Los dioses de la tierra no pueden soportar que un hombre diga que ha conseguido contemplarles. Siempre han morado en los picos más altos de las montañas, pero a medida que el mundo iba avanzando y que los hombres iban acercándose a sus moradas, los dioses tuvieron que marcharse a cumbres cada vez más altas. Ahora viven en Kadath, la montaña más alta del mundo. Existe la prohibición de que los hombres se acerquen y, si lo hacen, no regresan.

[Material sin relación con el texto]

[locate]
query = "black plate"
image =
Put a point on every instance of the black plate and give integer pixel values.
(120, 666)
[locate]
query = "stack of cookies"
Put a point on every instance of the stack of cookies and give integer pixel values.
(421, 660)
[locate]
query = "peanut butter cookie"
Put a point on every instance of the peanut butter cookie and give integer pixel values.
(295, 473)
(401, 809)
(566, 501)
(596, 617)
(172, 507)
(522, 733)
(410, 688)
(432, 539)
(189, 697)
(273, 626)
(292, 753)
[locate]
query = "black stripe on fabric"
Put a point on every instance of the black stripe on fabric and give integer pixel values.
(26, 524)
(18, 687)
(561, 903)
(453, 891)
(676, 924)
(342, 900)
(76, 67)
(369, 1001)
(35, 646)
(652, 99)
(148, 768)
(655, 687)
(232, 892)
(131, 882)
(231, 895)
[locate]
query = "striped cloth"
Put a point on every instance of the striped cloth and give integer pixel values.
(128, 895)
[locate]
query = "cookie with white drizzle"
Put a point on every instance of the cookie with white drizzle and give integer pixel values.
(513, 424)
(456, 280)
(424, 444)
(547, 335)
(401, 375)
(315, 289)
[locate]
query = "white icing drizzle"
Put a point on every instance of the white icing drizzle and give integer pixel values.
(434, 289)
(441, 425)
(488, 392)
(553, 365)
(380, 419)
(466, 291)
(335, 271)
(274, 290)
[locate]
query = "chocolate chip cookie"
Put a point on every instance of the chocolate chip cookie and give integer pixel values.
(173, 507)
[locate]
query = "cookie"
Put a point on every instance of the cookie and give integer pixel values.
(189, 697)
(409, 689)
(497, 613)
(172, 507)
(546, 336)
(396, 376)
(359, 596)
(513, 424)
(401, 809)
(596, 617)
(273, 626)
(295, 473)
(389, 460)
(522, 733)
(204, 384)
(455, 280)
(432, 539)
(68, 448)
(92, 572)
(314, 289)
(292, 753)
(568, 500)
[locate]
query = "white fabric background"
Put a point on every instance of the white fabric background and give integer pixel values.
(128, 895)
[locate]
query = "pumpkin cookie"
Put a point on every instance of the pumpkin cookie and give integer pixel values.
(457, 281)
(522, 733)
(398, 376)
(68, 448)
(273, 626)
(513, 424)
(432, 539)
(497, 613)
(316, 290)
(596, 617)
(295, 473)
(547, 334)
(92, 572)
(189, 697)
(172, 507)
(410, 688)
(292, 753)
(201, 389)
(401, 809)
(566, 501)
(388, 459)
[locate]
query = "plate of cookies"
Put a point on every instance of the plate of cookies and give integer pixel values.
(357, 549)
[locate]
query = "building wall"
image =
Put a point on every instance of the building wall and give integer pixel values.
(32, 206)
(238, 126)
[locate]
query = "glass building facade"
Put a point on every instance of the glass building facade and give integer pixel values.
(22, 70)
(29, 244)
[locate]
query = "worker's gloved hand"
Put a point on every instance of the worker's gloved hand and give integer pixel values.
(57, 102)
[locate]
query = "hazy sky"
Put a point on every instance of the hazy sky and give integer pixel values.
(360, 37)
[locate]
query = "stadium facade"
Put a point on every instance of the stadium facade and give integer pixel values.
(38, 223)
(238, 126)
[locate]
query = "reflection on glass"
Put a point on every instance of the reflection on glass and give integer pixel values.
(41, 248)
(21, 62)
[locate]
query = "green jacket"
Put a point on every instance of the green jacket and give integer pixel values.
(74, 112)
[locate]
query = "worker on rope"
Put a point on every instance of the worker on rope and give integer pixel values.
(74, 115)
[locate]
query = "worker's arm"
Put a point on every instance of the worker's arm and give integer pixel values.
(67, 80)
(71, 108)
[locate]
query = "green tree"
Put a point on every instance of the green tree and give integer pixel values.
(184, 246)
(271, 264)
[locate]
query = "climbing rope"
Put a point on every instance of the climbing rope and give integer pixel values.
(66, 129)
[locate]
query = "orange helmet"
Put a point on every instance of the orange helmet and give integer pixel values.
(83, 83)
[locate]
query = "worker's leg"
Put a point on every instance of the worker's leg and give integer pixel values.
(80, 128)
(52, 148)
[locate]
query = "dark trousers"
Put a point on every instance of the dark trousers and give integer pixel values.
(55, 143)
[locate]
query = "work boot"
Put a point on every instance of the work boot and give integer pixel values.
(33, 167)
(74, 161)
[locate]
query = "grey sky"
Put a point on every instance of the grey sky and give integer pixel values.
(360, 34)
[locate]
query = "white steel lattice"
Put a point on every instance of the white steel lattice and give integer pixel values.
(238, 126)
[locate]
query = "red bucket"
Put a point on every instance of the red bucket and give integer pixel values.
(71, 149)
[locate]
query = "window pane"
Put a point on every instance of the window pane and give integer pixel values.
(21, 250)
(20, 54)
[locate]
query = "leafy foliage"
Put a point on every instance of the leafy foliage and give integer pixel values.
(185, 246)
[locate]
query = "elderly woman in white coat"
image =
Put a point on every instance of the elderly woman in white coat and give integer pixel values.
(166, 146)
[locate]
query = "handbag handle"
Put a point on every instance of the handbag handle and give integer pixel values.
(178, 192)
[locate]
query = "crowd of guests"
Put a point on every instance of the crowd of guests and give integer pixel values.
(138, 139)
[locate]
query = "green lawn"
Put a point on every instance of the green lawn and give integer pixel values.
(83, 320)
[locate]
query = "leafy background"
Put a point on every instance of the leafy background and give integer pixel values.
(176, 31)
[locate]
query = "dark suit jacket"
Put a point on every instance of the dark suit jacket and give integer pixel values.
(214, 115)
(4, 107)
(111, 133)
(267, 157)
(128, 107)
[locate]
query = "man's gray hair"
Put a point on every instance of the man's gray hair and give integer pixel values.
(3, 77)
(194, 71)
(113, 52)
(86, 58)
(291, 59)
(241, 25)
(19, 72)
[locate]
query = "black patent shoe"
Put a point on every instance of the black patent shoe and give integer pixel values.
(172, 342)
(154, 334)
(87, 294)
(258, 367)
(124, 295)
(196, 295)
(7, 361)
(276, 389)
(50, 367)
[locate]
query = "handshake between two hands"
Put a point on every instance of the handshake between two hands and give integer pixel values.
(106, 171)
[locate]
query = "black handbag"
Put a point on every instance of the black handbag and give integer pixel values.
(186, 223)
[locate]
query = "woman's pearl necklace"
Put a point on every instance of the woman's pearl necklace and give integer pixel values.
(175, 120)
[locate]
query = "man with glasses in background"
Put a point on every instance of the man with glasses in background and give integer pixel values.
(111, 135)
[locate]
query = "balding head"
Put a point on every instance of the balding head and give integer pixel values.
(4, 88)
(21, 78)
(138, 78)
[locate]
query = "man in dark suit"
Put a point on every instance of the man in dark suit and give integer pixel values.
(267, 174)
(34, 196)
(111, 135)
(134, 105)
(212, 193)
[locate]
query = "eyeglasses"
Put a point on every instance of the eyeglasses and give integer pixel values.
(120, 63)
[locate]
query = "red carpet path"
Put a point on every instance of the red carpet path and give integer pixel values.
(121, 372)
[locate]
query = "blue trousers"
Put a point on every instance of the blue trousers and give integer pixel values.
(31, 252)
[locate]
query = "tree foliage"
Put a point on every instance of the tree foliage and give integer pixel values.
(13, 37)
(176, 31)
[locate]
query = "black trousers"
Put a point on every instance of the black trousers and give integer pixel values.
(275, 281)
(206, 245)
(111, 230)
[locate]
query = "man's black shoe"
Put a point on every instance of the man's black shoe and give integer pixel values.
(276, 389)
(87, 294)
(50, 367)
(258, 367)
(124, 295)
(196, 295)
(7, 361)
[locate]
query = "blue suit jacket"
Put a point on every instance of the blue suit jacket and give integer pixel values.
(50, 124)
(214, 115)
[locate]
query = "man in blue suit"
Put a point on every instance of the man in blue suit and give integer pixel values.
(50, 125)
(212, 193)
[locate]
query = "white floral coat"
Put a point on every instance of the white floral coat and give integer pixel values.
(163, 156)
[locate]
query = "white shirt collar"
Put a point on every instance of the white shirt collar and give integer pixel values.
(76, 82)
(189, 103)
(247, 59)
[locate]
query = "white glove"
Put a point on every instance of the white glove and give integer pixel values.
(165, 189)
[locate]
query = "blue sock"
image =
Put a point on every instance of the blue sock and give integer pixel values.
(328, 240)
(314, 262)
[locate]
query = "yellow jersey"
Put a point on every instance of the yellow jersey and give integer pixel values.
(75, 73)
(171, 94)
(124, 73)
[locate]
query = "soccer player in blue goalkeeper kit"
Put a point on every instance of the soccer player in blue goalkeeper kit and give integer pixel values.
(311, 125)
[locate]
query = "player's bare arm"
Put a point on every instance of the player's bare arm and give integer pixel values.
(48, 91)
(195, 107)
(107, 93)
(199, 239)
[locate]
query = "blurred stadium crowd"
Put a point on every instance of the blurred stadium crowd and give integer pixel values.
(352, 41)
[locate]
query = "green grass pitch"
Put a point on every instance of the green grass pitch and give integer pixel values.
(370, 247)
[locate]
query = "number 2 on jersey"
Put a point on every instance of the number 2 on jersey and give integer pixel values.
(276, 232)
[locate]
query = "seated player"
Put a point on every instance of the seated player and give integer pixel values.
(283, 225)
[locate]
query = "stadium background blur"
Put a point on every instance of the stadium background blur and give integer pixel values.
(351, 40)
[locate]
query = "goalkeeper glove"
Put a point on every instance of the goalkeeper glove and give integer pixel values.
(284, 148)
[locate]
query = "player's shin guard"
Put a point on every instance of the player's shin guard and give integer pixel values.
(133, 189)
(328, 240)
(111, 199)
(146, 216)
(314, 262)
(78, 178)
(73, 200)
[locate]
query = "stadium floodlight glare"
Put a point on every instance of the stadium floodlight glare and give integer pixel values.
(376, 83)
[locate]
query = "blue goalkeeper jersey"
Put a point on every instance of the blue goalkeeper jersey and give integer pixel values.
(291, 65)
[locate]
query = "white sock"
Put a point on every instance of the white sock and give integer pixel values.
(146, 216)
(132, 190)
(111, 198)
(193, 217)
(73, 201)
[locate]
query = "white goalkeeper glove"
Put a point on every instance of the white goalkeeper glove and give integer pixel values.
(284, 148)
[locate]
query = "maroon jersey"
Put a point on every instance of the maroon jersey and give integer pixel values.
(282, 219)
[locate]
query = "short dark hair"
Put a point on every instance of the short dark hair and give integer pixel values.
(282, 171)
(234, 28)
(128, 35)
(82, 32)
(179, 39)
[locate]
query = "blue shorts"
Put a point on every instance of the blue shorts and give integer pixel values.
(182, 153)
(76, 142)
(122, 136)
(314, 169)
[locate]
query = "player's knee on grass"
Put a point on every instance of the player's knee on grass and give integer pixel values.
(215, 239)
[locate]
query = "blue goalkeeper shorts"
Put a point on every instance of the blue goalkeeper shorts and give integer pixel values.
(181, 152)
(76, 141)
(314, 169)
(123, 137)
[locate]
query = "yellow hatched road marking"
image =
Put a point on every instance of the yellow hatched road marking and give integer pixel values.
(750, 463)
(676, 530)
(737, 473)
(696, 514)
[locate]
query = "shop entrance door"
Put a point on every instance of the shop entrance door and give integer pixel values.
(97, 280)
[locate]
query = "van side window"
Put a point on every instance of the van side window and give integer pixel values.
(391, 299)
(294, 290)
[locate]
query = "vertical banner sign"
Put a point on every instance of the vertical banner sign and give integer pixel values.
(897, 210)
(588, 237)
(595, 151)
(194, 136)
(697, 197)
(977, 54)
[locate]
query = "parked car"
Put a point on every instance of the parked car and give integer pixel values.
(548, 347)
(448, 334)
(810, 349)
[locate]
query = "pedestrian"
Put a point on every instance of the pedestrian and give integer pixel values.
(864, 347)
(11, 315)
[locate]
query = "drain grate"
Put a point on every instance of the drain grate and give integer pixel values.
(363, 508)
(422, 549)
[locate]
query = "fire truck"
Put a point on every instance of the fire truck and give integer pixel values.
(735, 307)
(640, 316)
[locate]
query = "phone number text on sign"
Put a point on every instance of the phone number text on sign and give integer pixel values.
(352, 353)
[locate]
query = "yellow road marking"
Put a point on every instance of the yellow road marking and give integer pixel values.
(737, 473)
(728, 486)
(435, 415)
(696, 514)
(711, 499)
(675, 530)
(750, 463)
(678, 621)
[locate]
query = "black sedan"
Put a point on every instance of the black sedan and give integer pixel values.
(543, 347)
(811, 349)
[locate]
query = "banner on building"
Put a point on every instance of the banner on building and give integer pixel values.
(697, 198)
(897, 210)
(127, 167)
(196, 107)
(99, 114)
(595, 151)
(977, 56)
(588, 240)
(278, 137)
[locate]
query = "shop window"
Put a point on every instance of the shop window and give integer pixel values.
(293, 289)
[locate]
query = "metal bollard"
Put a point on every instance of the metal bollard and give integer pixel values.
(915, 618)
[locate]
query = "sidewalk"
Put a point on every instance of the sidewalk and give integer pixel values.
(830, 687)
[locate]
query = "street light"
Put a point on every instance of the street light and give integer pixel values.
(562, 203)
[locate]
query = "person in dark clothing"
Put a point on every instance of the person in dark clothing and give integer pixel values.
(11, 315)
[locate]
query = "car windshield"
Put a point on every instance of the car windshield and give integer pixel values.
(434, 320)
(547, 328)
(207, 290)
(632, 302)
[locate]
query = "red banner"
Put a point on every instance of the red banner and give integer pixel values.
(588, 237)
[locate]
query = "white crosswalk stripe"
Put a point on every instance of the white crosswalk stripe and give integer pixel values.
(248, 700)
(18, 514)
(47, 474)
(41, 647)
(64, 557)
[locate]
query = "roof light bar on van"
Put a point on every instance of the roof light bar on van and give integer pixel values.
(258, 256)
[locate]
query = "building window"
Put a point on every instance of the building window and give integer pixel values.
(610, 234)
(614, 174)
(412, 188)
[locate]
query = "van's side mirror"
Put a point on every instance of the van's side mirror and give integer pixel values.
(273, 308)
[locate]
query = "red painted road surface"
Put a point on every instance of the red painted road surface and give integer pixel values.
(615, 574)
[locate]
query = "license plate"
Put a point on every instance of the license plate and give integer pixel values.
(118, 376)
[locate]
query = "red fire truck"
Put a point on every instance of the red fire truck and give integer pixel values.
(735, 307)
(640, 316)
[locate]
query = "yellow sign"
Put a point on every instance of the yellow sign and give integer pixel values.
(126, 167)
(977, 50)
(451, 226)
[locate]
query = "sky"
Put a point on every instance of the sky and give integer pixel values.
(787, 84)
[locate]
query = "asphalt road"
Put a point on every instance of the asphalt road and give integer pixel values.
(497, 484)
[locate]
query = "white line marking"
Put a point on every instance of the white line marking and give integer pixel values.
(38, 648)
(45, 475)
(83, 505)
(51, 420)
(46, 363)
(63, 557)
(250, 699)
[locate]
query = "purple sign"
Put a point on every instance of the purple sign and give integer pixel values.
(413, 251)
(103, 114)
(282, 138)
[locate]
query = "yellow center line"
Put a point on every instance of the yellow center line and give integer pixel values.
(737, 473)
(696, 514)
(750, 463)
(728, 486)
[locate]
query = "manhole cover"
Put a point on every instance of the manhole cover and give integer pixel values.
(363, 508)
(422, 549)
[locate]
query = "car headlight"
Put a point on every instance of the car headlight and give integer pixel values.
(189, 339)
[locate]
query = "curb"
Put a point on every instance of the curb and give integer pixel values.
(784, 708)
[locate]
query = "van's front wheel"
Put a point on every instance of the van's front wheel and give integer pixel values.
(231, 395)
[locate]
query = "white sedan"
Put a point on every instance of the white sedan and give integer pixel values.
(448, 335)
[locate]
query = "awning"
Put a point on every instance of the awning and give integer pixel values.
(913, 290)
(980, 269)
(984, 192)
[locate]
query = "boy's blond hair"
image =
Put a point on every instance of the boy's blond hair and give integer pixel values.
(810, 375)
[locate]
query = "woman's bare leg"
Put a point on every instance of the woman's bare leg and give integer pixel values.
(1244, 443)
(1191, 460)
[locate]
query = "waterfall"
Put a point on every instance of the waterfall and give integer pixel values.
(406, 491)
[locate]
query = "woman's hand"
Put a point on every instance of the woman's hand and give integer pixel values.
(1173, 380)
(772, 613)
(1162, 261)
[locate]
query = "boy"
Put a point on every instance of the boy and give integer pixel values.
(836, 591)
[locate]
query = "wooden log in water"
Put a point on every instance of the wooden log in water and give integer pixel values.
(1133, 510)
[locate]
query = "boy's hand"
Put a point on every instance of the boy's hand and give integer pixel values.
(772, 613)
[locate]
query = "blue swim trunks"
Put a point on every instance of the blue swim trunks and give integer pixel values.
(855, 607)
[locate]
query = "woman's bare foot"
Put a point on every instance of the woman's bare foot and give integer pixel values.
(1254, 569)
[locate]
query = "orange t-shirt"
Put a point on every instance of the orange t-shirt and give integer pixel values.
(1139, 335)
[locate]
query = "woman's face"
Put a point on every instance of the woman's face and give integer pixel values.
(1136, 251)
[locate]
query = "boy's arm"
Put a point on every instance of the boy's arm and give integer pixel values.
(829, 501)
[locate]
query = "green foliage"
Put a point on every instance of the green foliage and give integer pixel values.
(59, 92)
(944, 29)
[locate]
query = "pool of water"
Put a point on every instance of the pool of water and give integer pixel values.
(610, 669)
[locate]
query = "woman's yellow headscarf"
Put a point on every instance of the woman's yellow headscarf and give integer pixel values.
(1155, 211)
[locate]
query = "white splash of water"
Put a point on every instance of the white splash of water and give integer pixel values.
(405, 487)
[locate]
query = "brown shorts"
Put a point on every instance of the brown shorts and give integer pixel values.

Sin embargo, por las noches, los dioses recorren las montañas donde vivieron antaño. Rodeaban las cumbres de unas espesas brumas que no eran más que los recuerdos de los dioses.
Había un hombre que vivía en Ulthar, Barzai el Sabio, un anciano que quería ver a los dioses. Fue el hombre que subió a lo alto del Hatheg-Kla la noche del extraño eclipse lunar. Se llevó a Atal, su discípulo, que estaba aterrorizado.
Hatheg-Kla estaba entre brumas y, a medida que los dos hombres ascendían, un montón de nubes se acercaba lentamente. Atai perdió de vista a Barzai que empezó a gritar, como un poseso, que había visto a los dioses, que les había escuchado y les había retado, diciendo que ahora era más poderoso que los dioses terrestres. Entonces salieron los otros dioses, los de los infiernos exteriores, y la luz de la luna se convirtió en una oscuridad tenebrosa. Atai cerró los ojos y empezó a bajar la montaña. Nunca más se supo de Barzai. Había desaparecido en la montaña la noche del extraño eclipse lunar.